Perhaps the question of who's to blame is no longer really the point.

My personal thoughts about what "in deed" look like usually run along the lines of:

Discriminate against someone in a mortgage, you buy them the house.
Discriminate against someone in rental housing, you pay for their apartment.
Discriminate against someone in hiring, they get the job and you lose yours.

Ditto for college, criminal sentencing, police activity, etc. It's kind of an eye for an eye thing, which may seem harsh, but it would make the point.

Ideally, we would all recognize the humanity in each other, and treat each other as we would like to be treated. No law against that, and no law needed to make it so.

Would that it were so.

Punishing children for the crimes of their parents

As an aside, I don't think the point of reparations is to punish anybody.

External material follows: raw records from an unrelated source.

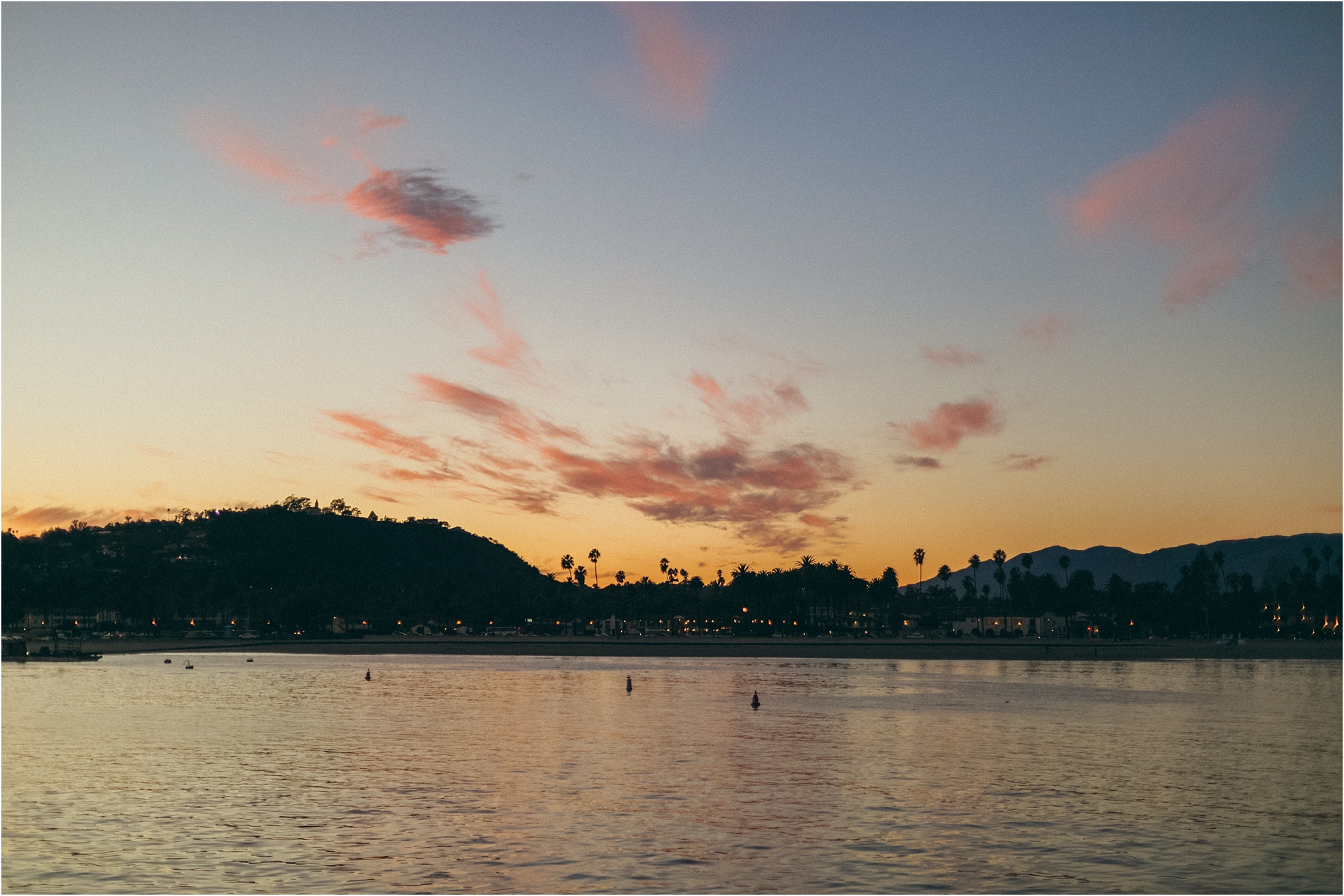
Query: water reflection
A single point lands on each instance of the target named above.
(294, 774)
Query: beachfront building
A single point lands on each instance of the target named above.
(1044, 627)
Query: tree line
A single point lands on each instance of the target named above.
(294, 566)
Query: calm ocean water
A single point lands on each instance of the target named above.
(294, 774)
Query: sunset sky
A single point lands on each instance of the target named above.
(717, 283)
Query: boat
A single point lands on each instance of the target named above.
(64, 658)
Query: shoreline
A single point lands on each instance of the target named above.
(755, 648)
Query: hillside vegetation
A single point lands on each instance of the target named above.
(294, 568)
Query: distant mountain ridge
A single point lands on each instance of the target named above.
(1271, 555)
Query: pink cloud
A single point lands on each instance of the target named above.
(239, 146)
(751, 414)
(678, 68)
(376, 436)
(1021, 463)
(920, 463)
(46, 518)
(503, 416)
(373, 122)
(772, 499)
(1312, 255)
(952, 357)
(378, 495)
(1046, 331)
(511, 351)
(420, 209)
(948, 425)
(1197, 194)
(721, 484)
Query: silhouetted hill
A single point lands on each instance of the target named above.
(1268, 559)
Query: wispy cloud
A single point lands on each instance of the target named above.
(771, 401)
(372, 122)
(678, 66)
(952, 357)
(1021, 463)
(511, 351)
(1197, 194)
(376, 436)
(1312, 255)
(243, 148)
(417, 208)
(388, 498)
(950, 424)
(53, 517)
(420, 209)
(1046, 331)
(761, 495)
(920, 463)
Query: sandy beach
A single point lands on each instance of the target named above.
(782, 648)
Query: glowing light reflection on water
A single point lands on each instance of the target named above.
(294, 774)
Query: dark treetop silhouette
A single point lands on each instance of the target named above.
(292, 568)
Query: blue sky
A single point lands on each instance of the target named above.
(807, 206)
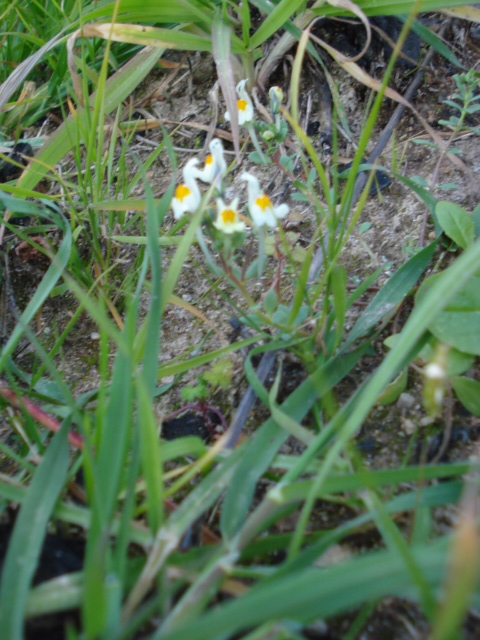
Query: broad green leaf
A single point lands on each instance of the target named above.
(29, 533)
(467, 391)
(456, 223)
(458, 324)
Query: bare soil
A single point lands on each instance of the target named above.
(397, 222)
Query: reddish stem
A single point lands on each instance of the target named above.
(43, 418)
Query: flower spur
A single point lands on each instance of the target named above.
(215, 167)
(262, 210)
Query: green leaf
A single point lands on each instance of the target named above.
(394, 389)
(392, 293)
(270, 301)
(29, 533)
(458, 324)
(456, 223)
(457, 361)
(468, 392)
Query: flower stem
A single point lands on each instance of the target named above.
(208, 256)
(256, 144)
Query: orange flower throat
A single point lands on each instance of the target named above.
(181, 192)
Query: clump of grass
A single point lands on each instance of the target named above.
(142, 492)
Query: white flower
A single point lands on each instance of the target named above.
(215, 166)
(244, 105)
(276, 98)
(260, 206)
(187, 195)
(227, 217)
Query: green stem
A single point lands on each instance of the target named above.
(208, 256)
(261, 251)
(256, 143)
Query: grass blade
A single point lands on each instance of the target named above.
(28, 534)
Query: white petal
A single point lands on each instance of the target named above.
(281, 211)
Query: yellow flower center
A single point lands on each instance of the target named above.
(181, 192)
(228, 216)
(263, 202)
(242, 105)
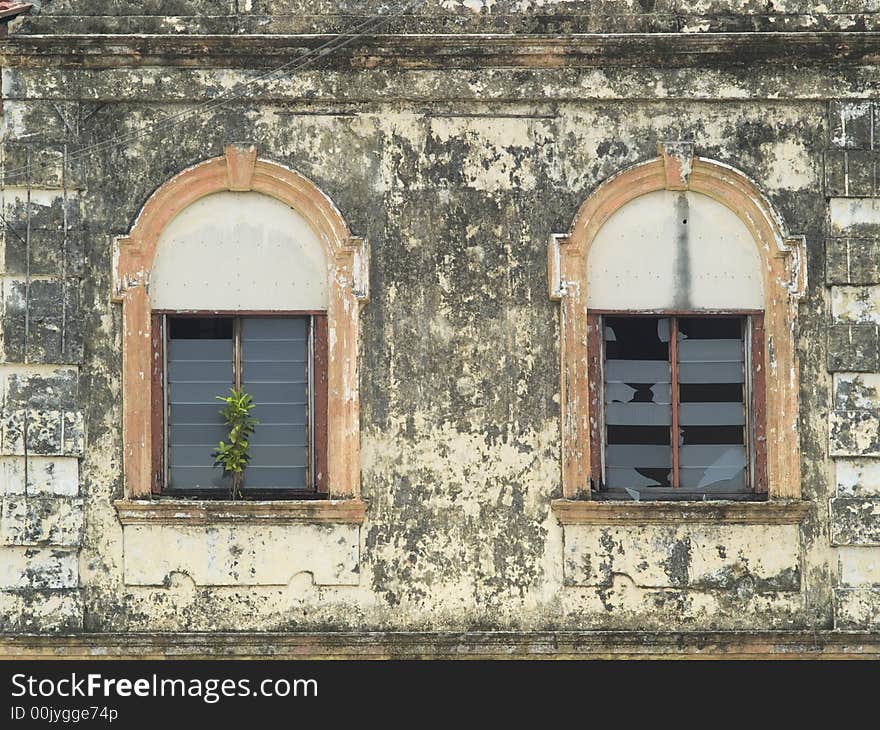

If I understand correctly, reparations are intended to remediate harm done, not punish those who did the harm.

That Israel angle made me think of the Palestinians. Pass some of the money along to the Palestinians if the German money is dirty. But they may not want it either--they want their homeland back.

"Punishing children for the crimes of their parents, even if they benefit from it, troubles me."

It's not punishment--it's reparations. Again, it's strange to me that everyone takes for granted that we can benefit from the unjust acts of people in the past, but the idea that we might try to make up for some of those injustices by spreading the wealth to those who have been hurt by it, and we are talking about present day injury, not just what happened in 1850--well, it just seems odd.

Anyway, I want to echo Priest and urge people to read both Coates and some of his links. I have only read a little. Coates wants to change the way we think about this and whatever one thinks of reparations, I think he's right about that. There are far too many whites who think that black poverty is due to black culture (or black genes) and that white racism no longer plays much of a role.
I never gave any thought to the effects of housing discrimination until I saw Coates refer to it from time to time at his blog.

And just this week the House GOP is pushing an ag bill that would support a summer school lunch program, but only for rural areas and not urban kids.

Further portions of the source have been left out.